Кабинка шофера опустела. «Великий мыслитель», собравшись наконец с мыслями, взглянул на часы. После чего обратился к себе с речью: «Как-то быстро все вышло. Половина второго, а мы уже у Германа. Квадрат с группой Герман полагалось достичь в четырнадцать тридцать, самое раннее. Наверно, Кротке где-нибудь срезал путь». Он подтянулся и двинулся к выходу. Кто-то распахнул дверь снаружи. Среди сухого вереска стоял шофер. Весь красный. На лице — капли пота. Он отдал рапорт, от возбуждения перейдя на крик: «Господин обер-фельд… господина капитана убили… головной танк горит… ни один не вылез… это „тигр“ постарался… эсэсовский… его самого подбили… он на опушке стоял, гад проклятый… господин капитан подавал ему знак, а он…» Бог весть почему «великий мыслитель» тут же выхватил револьвер. И спрыгнул на землю. Трезвей трезвого с виду. Но когда он прыгнул, пистолет выстрелил. Еще немного — и он бы сам себя прикончил, «великий мыслитель». «Дерьмо собачье», — вскричал он, нетвердо держась на ногах. Прежде чем уйти вперед, он передал шоферу командование над машиной и грузом, все равно, живым или нет.
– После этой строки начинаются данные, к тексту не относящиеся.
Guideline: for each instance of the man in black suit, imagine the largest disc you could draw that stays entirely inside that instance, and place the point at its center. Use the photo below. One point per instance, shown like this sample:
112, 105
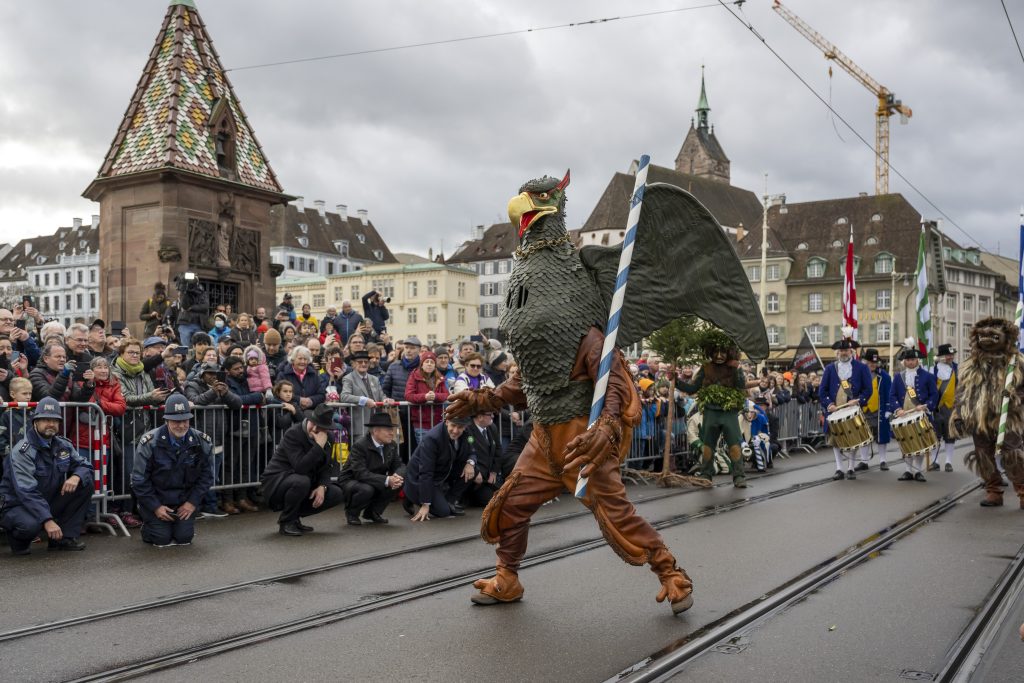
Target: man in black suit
297, 480
438, 471
484, 442
373, 473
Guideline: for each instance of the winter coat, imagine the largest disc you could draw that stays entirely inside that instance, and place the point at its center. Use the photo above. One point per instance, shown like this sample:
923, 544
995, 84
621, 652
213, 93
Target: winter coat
421, 414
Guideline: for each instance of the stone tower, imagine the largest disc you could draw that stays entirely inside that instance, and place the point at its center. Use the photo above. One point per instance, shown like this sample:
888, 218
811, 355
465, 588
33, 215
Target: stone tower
185, 185
700, 154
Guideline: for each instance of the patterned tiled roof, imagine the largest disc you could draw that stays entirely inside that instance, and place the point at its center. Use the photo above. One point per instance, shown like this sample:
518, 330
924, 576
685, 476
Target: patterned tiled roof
181, 89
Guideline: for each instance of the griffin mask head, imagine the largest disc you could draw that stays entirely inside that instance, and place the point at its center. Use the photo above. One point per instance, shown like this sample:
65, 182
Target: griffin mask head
537, 199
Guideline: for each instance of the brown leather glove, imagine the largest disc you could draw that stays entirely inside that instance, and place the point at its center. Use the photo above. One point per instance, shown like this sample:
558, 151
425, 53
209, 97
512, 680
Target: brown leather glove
472, 401
594, 445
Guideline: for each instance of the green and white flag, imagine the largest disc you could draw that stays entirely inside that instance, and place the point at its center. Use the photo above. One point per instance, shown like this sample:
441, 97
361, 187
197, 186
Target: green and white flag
924, 307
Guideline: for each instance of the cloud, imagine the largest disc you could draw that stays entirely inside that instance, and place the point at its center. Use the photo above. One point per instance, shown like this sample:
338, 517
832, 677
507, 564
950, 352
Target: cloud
433, 140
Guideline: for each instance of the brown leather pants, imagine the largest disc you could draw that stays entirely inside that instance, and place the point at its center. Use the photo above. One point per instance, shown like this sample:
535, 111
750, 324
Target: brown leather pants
538, 477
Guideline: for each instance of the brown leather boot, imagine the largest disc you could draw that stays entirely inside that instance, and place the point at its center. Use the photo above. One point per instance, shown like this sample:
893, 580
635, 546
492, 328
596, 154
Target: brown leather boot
504, 587
676, 586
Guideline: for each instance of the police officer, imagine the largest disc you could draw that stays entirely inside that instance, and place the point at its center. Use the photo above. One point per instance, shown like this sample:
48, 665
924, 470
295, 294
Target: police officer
46, 485
173, 471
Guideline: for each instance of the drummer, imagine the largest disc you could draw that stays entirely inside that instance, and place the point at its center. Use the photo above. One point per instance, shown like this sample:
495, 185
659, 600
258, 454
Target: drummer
877, 412
913, 389
945, 379
845, 382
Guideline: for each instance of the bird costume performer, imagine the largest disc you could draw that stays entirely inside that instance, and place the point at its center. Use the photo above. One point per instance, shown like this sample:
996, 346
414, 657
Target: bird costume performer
913, 389
721, 390
983, 379
553, 315
877, 411
845, 382
946, 374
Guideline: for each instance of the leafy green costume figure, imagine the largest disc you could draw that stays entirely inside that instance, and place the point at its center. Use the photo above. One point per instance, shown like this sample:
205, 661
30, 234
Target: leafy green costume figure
721, 391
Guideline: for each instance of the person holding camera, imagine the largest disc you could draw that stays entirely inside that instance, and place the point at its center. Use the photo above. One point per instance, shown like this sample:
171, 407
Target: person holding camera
194, 306
375, 310
172, 473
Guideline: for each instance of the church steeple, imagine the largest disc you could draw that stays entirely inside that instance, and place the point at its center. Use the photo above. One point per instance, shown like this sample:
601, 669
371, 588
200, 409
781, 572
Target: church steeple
702, 109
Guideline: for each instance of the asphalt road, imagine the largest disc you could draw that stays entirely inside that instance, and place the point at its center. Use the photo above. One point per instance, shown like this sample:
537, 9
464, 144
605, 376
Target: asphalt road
584, 617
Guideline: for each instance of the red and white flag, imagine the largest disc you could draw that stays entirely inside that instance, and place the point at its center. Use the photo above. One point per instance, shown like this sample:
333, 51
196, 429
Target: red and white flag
850, 291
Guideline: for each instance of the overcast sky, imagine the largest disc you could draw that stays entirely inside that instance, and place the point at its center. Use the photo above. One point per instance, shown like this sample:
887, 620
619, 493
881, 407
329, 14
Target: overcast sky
433, 140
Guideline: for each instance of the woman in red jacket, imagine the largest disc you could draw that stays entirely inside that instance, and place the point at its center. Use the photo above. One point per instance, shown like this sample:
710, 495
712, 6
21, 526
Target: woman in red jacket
426, 391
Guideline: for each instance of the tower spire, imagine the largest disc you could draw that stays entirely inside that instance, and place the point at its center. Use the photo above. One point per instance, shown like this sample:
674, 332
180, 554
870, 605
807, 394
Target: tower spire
702, 108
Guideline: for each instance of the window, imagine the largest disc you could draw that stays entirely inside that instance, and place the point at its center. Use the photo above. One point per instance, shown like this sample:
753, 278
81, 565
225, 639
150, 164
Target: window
884, 263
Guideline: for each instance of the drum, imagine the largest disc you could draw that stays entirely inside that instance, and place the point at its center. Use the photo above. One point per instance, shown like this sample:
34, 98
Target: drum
914, 433
848, 428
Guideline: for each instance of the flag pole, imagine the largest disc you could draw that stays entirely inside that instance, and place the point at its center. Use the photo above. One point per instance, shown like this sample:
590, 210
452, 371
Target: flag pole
614, 314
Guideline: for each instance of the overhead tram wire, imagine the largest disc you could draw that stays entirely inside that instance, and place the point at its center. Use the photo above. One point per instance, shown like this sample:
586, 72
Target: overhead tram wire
750, 27
502, 34
1012, 30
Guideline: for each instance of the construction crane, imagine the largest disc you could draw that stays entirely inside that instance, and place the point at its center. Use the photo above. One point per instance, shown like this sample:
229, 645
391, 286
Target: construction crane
888, 104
Шофер тут же наставил на меня свой автомат. Надо было немедленно что-то сделать, я это понимал, а потому заговорил тоном новобранца: «Прошу у господина ефрейтора разрешения оправиться». — «Закрой пасть!» — гласил ответ. Слева и справа от дороги, чуть отступя, — лес. Смешанный. С нашей стороны, через вереск — до него метров тридцать от силы. Тридцать метров по открытому месту. Шофера надо отключить без выстрела и без крика. Непонятно почему, я был убежден, что с этой задачей справлюсь. Но шофер не один, есть и другие. Машина стояла перпендикулярно к дороге среди сухого вереска. Со своего места я мог видеть остальных. Они обступили догоравший танк и что-то обсуждали. Только столб дыма еще трепетал над пожарищем. Расстояние — метров полтораста. Выставили четыре поста. По одному для каждой стороны света. При таком положении дел шансы благополучно одолеть эти тридцать метров до леса стоят как тридцать к нулю. Ты что говоришь, Люба? Ну, скажи наконец хоть слово. Она взглянула на меня. С досадой взглянула. Потом на шофера, который выставился перед открытой дверью. Презрительно взглянула на шофера. Потом снова на меня. На меня — разочарованно. И этого мне хватило, чтобы жить или, если понадобится, умереть.
Я сказал шоферу, чтобы он, по крайней мере, разрешил женщине выйти. Он ответил, что, если нам приспичило, мы можем отливать водичку друг другу в рот. На это я ответил, что при открытой двери выполнить его совет затруднительно из-за ветра. И ухватился за ручку двери. На эту удочку он и поймался. Он хотел сорвать мои пальцы с дверной ручки. Для чего ему пришлось подойти поближе. Поближе — с незащищенным подбородком. На расстояние, доступное для моего довольно твердого колена. Не всякая цель оправдывает средства. Моя оправдывала. Кстати, он ведь и не умер от моего удара. Я еще раз его встретил. Три года спустя. В плену. В антифашистском лагере. Тут мы старались обходить друг друга стороной. Но вот тогда, прежде чем он, закатив глаза, рухнул на землю, я успел подхватить его и затащить в фургон. Там он и остался лежать. Я попал точно:
куда надо. Он вырубился полностью. Но и я как-то иссяк. А до леса, между прочим, все так же оставалось тридцать метров по открытому месту. Воспользоваться машиной?Ключ зажигания торчал на месте. Люба замотала головой. Потом Люба надела на меня черный шлем танкиста. В ее глазах, в ее руках было теперь — как бы это получше выразить — большое, несокрушимое спокойствие.
Я понял, как мне теперь поступать. Все теперь складывалось как нельзя лучше: недоверчивый шофер, советский автомат в мешке, немецкий — среди вереска и тридцать метров по открытому месту до леса. Итак, мы сняли с шофера маскировочную куртку. И я надел ее поверх своей, сверху зеленой, снизу белой. Много карманов, много хлеба. Потому что карманы у шофера тоже были набиты хлебом. И еще шесть полных магазинов. Он начал понемногу оживать, господин обер-ефрейтор. Мы заткнули ему рот галстуком, связали руки и ноги. Он еще не до конца пришел в себя, а потому не сопротивлялся. Люба засмеялась ему в лицо, когда он хотел заорать и не смог. Я повесил себе на шею мешок с автоматом и с полными магазинами. Завязки от мешка как раз хватило, чтобы сделать петлю.